Enhertu has already been approved by the UK’s medicines regulator and 34 other markets for women whose breast cancer has spread to other parts of the body and who have exhausted other treatments, such as chemotherapy.

David Fredrickson, head of oncology at the Cambridge-based pharmaceuticals company, “said there were tears and cries of surprise when scientists were given the data” on the new treatment for what remains the most common form of cancer, reported The Sunday Times’ senior business correspondent Sabah Meddings.

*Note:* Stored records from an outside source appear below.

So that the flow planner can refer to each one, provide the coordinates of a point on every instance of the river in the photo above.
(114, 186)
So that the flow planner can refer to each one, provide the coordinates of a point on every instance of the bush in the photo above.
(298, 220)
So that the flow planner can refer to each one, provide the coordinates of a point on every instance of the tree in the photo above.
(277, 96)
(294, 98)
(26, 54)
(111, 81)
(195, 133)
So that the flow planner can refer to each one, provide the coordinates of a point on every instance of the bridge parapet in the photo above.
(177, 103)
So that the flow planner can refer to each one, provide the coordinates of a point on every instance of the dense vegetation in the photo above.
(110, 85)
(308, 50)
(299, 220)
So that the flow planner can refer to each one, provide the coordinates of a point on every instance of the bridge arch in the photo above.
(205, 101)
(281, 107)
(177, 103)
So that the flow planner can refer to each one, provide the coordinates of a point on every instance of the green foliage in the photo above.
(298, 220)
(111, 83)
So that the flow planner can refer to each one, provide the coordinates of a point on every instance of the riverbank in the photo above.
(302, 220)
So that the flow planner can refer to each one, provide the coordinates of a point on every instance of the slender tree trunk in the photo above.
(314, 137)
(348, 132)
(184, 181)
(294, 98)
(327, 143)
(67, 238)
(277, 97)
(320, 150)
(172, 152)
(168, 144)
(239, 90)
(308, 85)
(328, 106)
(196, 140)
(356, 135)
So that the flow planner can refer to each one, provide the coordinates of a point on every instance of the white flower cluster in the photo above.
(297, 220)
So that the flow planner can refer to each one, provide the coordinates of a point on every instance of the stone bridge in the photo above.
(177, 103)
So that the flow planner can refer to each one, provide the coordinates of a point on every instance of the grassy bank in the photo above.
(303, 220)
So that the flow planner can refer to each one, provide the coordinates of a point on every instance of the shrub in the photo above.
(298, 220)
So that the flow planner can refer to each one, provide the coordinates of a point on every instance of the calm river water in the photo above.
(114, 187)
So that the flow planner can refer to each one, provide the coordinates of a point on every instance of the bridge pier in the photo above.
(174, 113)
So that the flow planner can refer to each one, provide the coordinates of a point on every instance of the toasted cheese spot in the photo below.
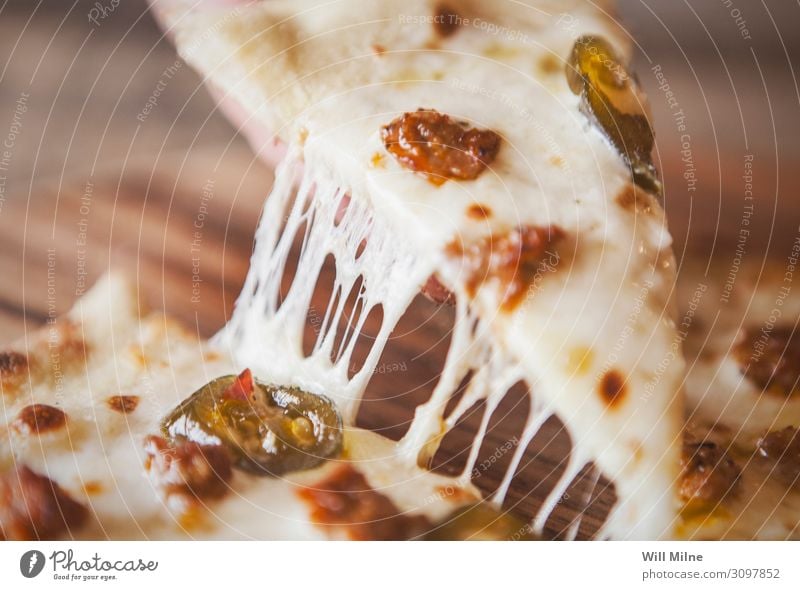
(124, 404)
(39, 419)
(445, 21)
(501, 51)
(33, 507)
(551, 64)
(612, 388)
(770, 359)
(515, 260)
(709, 476)
(438, 147)
(188, 472)
(455, 494)
(782, 448)
(434, 290)
(479, 212)
(344, 504)
(580, 360)
(13, 367)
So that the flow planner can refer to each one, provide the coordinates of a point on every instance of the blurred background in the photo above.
(113, 156)
(113, 149)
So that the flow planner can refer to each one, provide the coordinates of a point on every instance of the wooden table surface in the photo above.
(92, 188)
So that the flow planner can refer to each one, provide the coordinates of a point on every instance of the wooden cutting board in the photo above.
(183, 231)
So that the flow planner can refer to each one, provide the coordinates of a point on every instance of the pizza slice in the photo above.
(497, 155)
(102, 438)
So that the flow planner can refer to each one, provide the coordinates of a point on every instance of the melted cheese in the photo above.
(310, 71)
(98, 459)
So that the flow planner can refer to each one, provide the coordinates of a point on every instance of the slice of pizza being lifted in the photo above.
(102, 438)
(498, 154)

“It’s a special moment,” he said. “More women are going to have the opportunity to hear that their disease is responding to the medicine.”

Delivered through an intravenous drip in hospitals or clinics, Enhertu can only be used in patients whose cancer produces a protein called Her2 in large quantities on the surface of tumour cells, which accelerates their growth. The mutation is found in about a fifth of patients.

Vaccine hope

Sky News reported earlier this month that the scientists behind the Oxford-AstraZeneca Covid jab are using the same technology to try to develop a vaccine that could help treat cancer.

In tests on mice, the same viral vector vaccine technology used in the Covid vaccine was found to increased the numbers of anti-tumour T cells that attack cancerous growths, helping to increase survival rates.

The scientists designed the cancer vaccine “to target two MAGE-type proteins that are present on the surface of many types of cancer cells”, the broadcaster explained. The vaccine technology has been shown to generate strong T cell responses needed to fight tumours.

A clinical trial of the two-dose vaccine involving people with non-small cell lung cancer is due to take place later this year. Professor Adrian Hill, director of Oxford University’s Jenner Institute, said: “This new vaccine platform has the potential to revolutionise cancer treatment.”